Палладий взглянул на посетителя. Перед ним стоял отец Павел Скорбященский, некогда ярый защитник самодержавия, строгий церковный уставщик, знаток канонического права, громивший когда-то духовенство за либеральный образ мыслей, за подстриженные волосы, щегольские рясы и даже белые воротнички… Он был сотрудником крупных консервативных газет и удостаивался похвал за свою верность престолу и Церкви.
– Чем могу служить? – спросил его епископ.
– Я к вам по важному делу, владыка… Церковь мою постигло некое попущение! На днях, волею законных властей, у меня было произведено изъятие священных сосудов на нужды нашей многострадальной родины. Что ж, я с радостью. Деньги России нужны, а у нас в церквах да монастырях драгоценности понапрасну гуляют…
– Гуляют, говорите? – с горькой улыбкой спросил владыка. – Что же дальше, отец Павел?
– А дальше, владыка, вот что: сосуды-то у меня взяли, а других не дали. Вот я и пришел к вашей милости. Не дадите ли вы мне сосуды из вашей домовой церкви. Вы властию вам данной можете и без них обойтись!
– Каким это образом? Я часто служу литургию.
– Пустое дело, владыка. Правила апостольские и канонические теперь устарели, и необходимо считаться с временем!
– Я вас не понимаю, отец Павел! Что вы этим хотите сказать?
– Слушайте. Вы епископ? Да. Обладаете благодатью Святого Духа? Обладаете. Так что же вам стоит сей стакан превратить в Чашу Господню, а сие блюдечко в дискос? Очень просто! А главное, этой перемены никто у вас не увидит. А у меня, владыка, народ… со стаканом-то мне выходить на амвон зело непристойно!
Палладий нервно сжал пальцами панагию.
– Шутник вы, отец Павел! Раньше, помнится, таким не были!

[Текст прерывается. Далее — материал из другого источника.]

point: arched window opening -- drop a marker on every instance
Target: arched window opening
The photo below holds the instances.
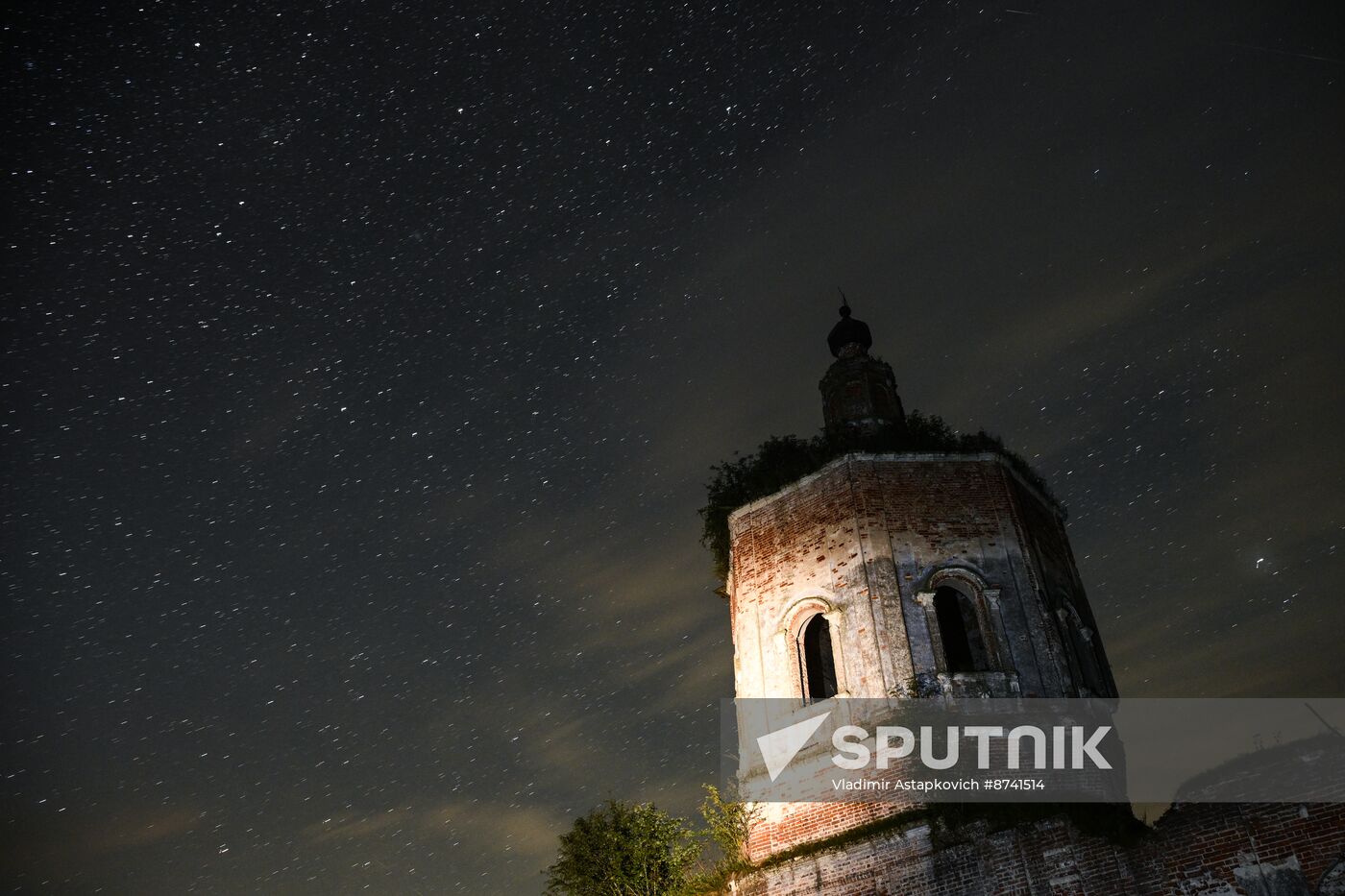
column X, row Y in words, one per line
column 964, row 646
column 817, row 666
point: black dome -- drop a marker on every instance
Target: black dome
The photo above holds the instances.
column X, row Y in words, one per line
column 846, row 331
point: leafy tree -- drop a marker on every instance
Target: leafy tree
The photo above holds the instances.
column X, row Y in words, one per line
column 728, row 822
column 623, row 849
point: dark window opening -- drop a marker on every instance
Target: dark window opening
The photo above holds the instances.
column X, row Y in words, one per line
column 817, row 665
column 964, row 647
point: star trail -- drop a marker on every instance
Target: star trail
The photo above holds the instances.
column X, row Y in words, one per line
column 365, row 365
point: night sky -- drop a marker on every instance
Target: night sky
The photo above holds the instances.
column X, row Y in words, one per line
column 363, row 366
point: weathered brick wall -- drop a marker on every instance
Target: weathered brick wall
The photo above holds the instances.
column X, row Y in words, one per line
column 1203, row 849
column 861, row 541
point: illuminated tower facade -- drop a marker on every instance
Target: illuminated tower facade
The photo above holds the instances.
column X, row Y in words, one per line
column 901, row 574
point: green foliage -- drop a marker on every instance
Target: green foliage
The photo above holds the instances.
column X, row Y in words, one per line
column 784, row 459
column 623, row 849
column 728, row 822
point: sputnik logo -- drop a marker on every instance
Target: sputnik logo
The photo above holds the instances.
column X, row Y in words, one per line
column 780, row 747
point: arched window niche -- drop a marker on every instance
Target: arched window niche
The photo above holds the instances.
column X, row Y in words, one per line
column 811, row 635
column 962, row 626
column 817, row 661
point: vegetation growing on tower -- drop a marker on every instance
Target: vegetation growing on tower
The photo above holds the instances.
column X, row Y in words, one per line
column 784, row 459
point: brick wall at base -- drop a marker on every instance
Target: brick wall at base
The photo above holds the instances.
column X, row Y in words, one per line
column 1217, row 849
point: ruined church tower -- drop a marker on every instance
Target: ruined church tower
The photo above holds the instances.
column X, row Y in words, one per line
column 900, row 574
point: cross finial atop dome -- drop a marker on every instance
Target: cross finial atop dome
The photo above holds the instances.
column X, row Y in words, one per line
column 849, row 332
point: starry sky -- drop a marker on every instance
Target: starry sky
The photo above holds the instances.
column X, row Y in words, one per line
column 363, row 365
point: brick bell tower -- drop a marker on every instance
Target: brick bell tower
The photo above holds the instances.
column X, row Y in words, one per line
column 900, row 574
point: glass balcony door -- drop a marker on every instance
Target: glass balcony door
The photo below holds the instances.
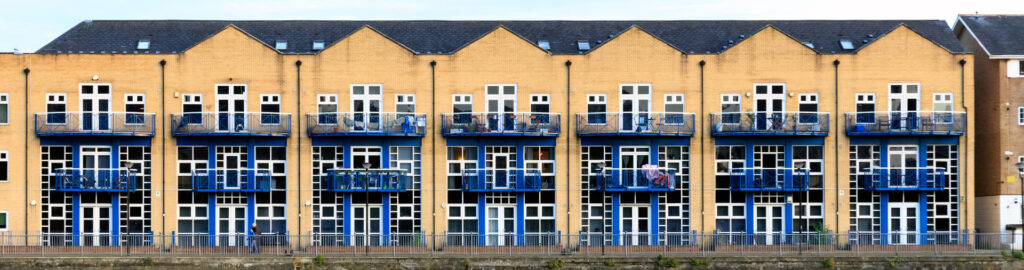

– Нисколько не шучу. В древности, владыка, сосуды не токмо стеклянные, а даже деревянные были, да зато попы были золотые… А теперь сосуды-то золотые, а…
Епископ встал с кресла. Он не дал договорить отцу Павлу и резко перебил его:
– Дать священные сосуды вам, пренебрегающему апостольскими и каноническими правилами, я не могу! Вы недостойны быть свершителем Святых Христовых Тайн!
Скорбященский долго говорил в прихожей о старомодности епископа. Келейник беззвучно смотрел в окно, на тусклый купол монастырского собора.
Медленно, как ледяной «шорох» перед застыванием реки, шло время.
После визита отца Павла Скорбященского епископ испытывал приступы тоски. Было мучительно от созерцания, как на его глазах рушился старый тысячелетний мир…
Чтобы утолить свое беспокойство, он заставлял Иллария подолгу читать ему Псалтырь. Епископ сидел в кресле и слушал, как колебалась его душа на волнистых переливах древнего языка и как жизнь с ее огорчениями облекалась в голубые небесные ризы.